Our founding fathers realized that no group is more dangerous to the social fabric of a country than religious extremists who believe they only have the truth. The lesson they learned from European history is that inter-religious warfare was vicious once differing versions of faith competed to become politically dominate. They realized that the only way for people with a variety of beliefs to live together in peace was to keep political and religious power separate. Would our country accept a religious-based government with a Roman Catholic in charge?
When John Kennedy ran for president, some Protestants feared Roman Catholic control of the country. How about a fundamentalist, a believer in the historical-critical approach to the Bible, a Universal -Unitarian, a millennialist, a literalist, a Greek or Russian Orthodox, or some other Christian sect telling other Christians how to believe? One cannot assume that, once in power, any sect would be tolerant of others.
I taught high school world history classes in both public and private religious schools. I taught the same content in the same way. Some people have asked me if students could pray in public schools? Yes, of course. I saw it most when giving tests, when a student looked at the questions and silently asked for divine intervention and help. What they could not do was to make a public show of their prayer, or force the other students to join in. In both school systems I enforced the rules of fair play, kindness, respect for others and obedience to school rules. Those are values one can expect from followers of any, or no, religious faith. In both types of schools, a teacher takes each student with their level of ability, their personality, and their willingness to learn, and challenges them to expand their intellectual backgrounds. At its best, by the end of the school year, the student has learned the structure of the content being taught, as well as how to continue to learn.

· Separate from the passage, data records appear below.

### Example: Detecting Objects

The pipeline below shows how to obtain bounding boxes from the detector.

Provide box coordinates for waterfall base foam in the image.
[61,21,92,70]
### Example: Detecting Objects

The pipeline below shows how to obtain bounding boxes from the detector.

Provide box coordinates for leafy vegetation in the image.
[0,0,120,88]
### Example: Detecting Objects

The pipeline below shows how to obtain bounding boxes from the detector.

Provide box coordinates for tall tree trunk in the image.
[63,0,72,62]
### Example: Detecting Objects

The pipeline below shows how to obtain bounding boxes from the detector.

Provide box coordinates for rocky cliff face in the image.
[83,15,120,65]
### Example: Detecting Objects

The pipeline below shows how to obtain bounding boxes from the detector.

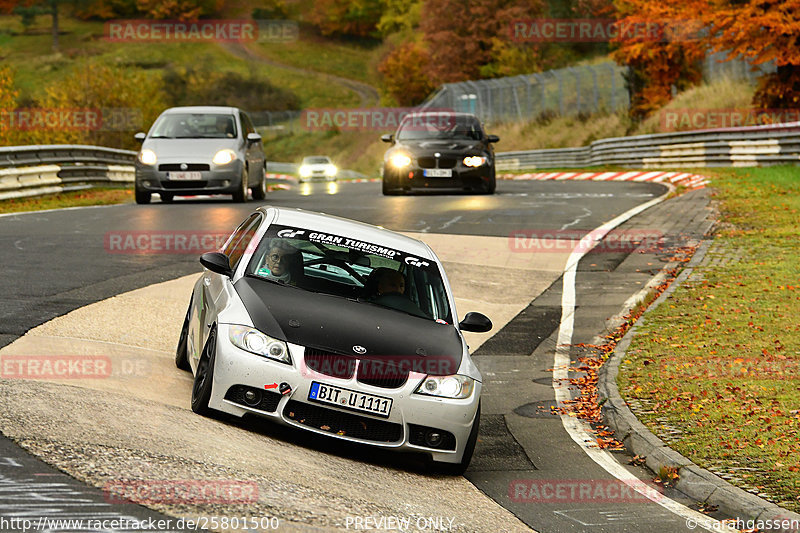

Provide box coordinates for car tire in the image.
[232,168,247,204]
[433,402,481,476]
[133,190,152,204]
[192,328,217,416]
[175,301,192,372]
[253,163,267,200]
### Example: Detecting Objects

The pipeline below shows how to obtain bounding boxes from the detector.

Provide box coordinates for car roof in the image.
[403,109,478,120]
[258,206,435,259]
[162,105,239,115]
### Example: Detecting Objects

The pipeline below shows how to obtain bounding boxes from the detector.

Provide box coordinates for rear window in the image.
[246,224,452,323]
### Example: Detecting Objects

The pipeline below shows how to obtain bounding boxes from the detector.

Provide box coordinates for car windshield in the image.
[246,224,452,323]
[397,113,483,141]
[150,113,236,139]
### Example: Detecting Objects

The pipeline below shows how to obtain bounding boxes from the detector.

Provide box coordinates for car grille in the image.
[357,359,408,389]
[408,424,456,450]
[161,180,208,189]
[158,163,211,172]
[417,157,457,168]
[283,400,403,442]
[305,348,356,379]
[225,385,282,413]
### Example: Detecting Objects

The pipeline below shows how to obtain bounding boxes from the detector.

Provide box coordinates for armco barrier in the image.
[0,145,136,200]
[0,144,304,200]
[497,122,800,170]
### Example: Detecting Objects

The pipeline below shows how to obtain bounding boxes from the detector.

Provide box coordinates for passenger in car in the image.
[378,269,406,296]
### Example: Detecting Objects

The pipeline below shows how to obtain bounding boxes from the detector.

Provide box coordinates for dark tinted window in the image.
[246,225,452,323]
[222,213,261,270]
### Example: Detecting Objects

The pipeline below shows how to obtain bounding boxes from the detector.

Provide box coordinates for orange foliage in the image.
[614,0,800,118]
[698,0,800,108]
[613,0,705,119]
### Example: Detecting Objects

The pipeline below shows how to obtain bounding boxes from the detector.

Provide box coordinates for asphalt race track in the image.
[0,181,724,532]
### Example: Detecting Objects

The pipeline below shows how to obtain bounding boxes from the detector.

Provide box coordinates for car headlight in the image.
[211,148,236,165]
[389,154,411,168]
[414,374,475,400]
[230,326,292,364]
[464,155,486,167]
[139,148,158,165]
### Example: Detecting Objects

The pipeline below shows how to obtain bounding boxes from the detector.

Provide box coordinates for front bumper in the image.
[209,325,481,463]
[383,164,494,191]
[135,159,244,195]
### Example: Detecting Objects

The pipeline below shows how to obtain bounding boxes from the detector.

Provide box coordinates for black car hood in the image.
[234,277,462,374]
[397,139,486,155]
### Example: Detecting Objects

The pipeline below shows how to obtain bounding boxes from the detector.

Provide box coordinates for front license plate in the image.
[308,381,392,418]
[422,168,453,178]
[167,172,203,180]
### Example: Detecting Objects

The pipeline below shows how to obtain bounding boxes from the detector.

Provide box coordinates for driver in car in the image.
[256,239,302,285]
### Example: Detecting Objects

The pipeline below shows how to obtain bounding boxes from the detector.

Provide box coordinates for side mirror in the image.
[200,252,233,276]
[458,313,492,333]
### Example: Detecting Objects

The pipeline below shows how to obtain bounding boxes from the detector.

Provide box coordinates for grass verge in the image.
[0,188,133,213]
[618,167,800,511]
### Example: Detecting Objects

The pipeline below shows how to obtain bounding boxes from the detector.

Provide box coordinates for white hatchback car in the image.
[297,155,339,183]
[176,207,492,473]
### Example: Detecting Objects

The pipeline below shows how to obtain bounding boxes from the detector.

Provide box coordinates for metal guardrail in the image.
[496,122,800,170]
[0,145,365,200]
[0,144,136,200]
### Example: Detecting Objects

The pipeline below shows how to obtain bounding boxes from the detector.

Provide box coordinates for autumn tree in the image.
[378,42,436,106]
[613,0,705,120]
[28,62,166,148]
[420,0,543,84]
[308,0,384,37]
[136,0,223,20]
[695,0,800,108]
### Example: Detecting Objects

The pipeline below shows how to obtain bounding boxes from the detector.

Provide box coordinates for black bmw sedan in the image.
[381,111,500,195]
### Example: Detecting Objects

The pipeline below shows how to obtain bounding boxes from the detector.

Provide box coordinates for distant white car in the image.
[297,155,339,183]
[175,207,492,474]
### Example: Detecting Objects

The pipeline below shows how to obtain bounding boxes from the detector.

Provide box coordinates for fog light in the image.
[425,430,443,448]
[244,389,261,406]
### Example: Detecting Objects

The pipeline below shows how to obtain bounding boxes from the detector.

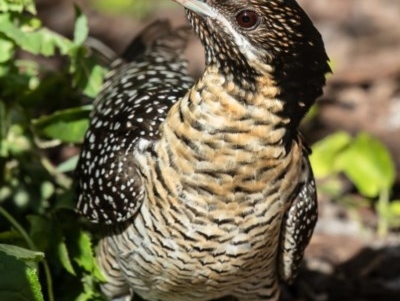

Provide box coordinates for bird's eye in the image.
[236,10,258,29]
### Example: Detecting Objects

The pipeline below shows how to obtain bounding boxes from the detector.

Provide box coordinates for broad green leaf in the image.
[0,0,36,14]
[0,13,72,56]
[70,48,106,98]
[0,245,44,301]
[310,132,352,178]
[33,106,90,142]
[74,5,89,45]
[335,133,395,197]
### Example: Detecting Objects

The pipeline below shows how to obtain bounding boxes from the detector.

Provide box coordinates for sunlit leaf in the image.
[310,132,352,178]
[335,133,395,197]
[0,244,44,301]
[74,5,89,45]
[0,0,36,14]
[34,107,89,142]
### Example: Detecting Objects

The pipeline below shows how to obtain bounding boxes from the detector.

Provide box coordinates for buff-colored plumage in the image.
[77,0,329,301]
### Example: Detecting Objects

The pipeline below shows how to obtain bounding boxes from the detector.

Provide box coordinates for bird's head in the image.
[170,0,330,123]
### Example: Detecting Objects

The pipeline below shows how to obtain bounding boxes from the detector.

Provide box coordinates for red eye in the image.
[236,10,258,29]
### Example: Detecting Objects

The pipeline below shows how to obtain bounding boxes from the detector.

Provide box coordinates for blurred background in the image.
[36,0,400,301]
[0,0,400,301]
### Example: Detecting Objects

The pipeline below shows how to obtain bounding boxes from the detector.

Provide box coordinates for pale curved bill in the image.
[172,0,218,19]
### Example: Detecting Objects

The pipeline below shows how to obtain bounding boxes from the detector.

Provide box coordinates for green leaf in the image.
[0,244,44,263]
[74,5,89,45]
[0,39,14,63]
[26,215,52,252]
[389,200,400,218]
[310,132,352,178]
[335,133,396,197]
[0,13,73,56]
[70,48,106,98]
[0,0,36,14]
[74,231,105,281]
[0,245,44,301]
[57,155,79,173]
[57,237,76,276]
[33,106,91,142]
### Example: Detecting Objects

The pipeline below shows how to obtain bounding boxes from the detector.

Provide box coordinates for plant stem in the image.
[0,206,54,301]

In world history class we studied the effect world religions had on the countries being studied. Religious beliefs are an important component in understanding the history and culture of any country. Learning about a world religion, in the context of the history of a country, is not promulgating a faith. For example, teaching about Hinduism is important in order to understand the history of India. The Hindu content is taught as the context of understanding history, not as religious principles students should, or should not, accept or reject.
Parents should not expect public schools to do the religious instruction of their children. Under our system, parents are free to follow and promulgate their version of religion in their home, their church and among their social contacts. They are also free not to teach their children any religious instruction if they so choose. Parents are not free, however, to force their beliefs on their neighbor’s children in the public schools.